Aangezien de geplande oorlog op uitbreken stond moest Baden-Powell in 1911 zijn functies in het reguliere leger neerleggen om zich vanaf dat moment volledig in te zetten voor de opbouw van the Army of Boy Scouts. In 1911 zou deze Enfant-erie (Infanterie=kindleger) al uit meer dan 200.000 militair getrainde, gemotiveerde en direct inzetbare gemanipuleerde jonge mannen bestaan. In aantal ruim 50.000 méér dan het aantal soldaten dat het reguliere Engelse leger op dat moment groot was. In 1912 bracht Baden-Powell een bezoek aan de Amerikaanse tak en werd daar door 5.000 scouts uit heel het land begroet.
Groepen scouts die daarvoor nog nooit gezamenlijk hadden opgetreden gaven een perfecte demonstratie van de door hen ontvangen militaire training door als één eenheid perfect samen te werken. Wereldwijd kwamen alle scoutingafdelingen onder het commando te staan van de Chief Scout persoonlijk, afdelingen die voor een klein deel werden betaald uit de bijdragen van de misleide kinderen zelf, maar voor het overgrote deel gefinancierd werden door de belanghebbende economische en politieke machthebbers.

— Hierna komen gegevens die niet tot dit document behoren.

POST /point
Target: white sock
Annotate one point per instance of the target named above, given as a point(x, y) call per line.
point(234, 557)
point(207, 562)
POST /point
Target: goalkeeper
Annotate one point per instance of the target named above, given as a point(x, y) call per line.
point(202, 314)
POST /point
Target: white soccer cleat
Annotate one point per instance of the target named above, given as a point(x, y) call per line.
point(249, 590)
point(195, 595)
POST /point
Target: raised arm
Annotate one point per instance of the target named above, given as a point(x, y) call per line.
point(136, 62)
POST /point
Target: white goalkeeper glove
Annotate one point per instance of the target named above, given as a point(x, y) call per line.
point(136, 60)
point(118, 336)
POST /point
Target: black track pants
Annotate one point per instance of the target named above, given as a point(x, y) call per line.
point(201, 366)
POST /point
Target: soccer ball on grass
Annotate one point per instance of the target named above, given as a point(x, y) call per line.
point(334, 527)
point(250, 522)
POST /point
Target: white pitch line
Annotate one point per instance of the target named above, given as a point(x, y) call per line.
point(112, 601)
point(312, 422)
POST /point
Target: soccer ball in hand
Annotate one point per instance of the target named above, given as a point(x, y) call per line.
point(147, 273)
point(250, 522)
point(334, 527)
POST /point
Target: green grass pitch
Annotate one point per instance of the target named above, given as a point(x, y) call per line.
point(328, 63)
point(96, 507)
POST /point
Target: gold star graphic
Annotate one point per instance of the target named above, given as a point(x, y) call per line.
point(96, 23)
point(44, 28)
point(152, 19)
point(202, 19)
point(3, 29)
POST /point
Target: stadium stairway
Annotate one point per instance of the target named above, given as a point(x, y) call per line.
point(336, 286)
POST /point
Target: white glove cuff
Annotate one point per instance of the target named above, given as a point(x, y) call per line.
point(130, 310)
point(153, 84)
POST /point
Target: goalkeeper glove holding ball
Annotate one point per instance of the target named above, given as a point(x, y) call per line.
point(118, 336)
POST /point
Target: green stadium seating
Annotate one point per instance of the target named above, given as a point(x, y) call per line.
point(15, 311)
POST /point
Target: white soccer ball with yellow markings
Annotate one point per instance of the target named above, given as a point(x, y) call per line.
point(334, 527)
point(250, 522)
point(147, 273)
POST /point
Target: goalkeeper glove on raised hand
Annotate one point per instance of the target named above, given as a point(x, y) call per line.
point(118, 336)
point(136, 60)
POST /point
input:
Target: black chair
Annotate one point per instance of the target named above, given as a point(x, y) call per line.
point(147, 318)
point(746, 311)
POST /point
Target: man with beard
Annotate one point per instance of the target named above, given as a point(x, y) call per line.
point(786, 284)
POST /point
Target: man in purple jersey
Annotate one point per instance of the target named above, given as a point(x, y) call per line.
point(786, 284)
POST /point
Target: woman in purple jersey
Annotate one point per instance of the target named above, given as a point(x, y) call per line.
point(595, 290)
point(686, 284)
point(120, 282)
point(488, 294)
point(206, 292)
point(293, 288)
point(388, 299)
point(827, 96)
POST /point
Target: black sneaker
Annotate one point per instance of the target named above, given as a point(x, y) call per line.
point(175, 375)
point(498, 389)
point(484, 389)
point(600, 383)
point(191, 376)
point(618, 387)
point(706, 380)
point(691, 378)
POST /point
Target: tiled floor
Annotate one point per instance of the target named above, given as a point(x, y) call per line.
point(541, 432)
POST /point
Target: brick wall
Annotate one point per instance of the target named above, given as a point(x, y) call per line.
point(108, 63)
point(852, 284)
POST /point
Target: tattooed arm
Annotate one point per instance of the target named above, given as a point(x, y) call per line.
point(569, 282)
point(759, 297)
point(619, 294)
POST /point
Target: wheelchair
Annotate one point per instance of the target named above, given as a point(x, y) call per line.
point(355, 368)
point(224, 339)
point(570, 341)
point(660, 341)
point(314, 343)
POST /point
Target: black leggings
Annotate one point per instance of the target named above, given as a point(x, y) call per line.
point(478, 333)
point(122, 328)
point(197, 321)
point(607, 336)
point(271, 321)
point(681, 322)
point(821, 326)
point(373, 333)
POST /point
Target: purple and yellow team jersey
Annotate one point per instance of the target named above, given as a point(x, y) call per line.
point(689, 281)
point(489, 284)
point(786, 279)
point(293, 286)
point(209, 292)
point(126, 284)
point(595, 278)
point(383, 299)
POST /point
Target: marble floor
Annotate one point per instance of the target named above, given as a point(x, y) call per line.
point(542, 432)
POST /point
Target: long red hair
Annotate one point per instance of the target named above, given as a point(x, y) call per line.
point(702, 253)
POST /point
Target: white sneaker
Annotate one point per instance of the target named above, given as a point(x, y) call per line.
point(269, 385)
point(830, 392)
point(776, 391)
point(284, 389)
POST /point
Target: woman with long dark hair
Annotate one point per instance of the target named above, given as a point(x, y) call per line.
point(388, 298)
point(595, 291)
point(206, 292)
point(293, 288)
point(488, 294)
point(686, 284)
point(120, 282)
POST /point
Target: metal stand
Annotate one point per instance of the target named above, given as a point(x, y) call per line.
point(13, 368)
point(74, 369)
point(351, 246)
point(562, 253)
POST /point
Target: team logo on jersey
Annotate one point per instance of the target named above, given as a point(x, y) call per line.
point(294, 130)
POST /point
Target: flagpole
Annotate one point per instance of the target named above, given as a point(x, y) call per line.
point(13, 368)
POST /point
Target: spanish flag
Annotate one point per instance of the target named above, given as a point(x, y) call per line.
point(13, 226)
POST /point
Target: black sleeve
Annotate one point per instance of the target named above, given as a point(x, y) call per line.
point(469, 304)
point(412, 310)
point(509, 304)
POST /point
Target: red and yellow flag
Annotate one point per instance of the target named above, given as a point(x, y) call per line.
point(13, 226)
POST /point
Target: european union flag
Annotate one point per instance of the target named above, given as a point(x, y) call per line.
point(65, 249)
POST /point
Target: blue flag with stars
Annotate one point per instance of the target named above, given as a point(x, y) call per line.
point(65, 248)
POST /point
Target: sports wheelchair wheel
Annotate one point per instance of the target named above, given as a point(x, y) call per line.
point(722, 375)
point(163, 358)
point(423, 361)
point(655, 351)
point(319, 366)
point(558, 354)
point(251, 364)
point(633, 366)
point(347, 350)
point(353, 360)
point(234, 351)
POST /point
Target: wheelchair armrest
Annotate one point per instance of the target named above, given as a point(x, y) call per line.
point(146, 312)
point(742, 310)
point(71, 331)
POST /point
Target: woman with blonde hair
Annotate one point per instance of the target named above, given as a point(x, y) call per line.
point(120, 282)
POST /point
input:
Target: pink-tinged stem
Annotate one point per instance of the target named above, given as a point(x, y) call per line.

Bij aanvang van de oorlog – in augustus 1914 – werd de Scoutingbeweging overgezet naar oorlogstoestand en 150.000 van hen (waaronder véél officieren) zouden zich direct voor oorlogsdeelname melden en ruilden hun Ashanti-stok en mes in voor geweer met bajonet. De in 7-jaar tijd opgezette perfect geoliede paramilitaire organisatie vloeide naadloos over en verdubbelde op slag ruim de getalssterkte van het staande beroepsleger. Generaal Kitchener liet generaal Baden-Powell weten erg tevreden te zijn met de kwaliteit van de Scouts die als een soort van Nationale Reserve direct inzetbaar waren.
Ze patrouilleerden langs spoorlijnen, bewaakten bruggen, werden ingezet als koeriers, werkten in hospitalen en waren actief als hoornblazers die waarschuwden bij luchtalarm. Op 5 augustus 1914 werden de zeeverkenners officieel ingezet voor de kustverdediging en tienduizenden van hen zouden de Engelse kusten de opvolgende 6 jaar verdedigen. Samen met Kitchener onderzocht Baden-Powell of de Scouts op meer terreinen ingezet konden worden. Eén van de eerste acties was het in 1914 introduceren van de jongste afdeling – de Welpen – de 9 tot 12 jarigen. Van de vele Scouts die naar het slachtveld vertrokken zouden er meer dan 10.000 hun land niet meer levend terugzien.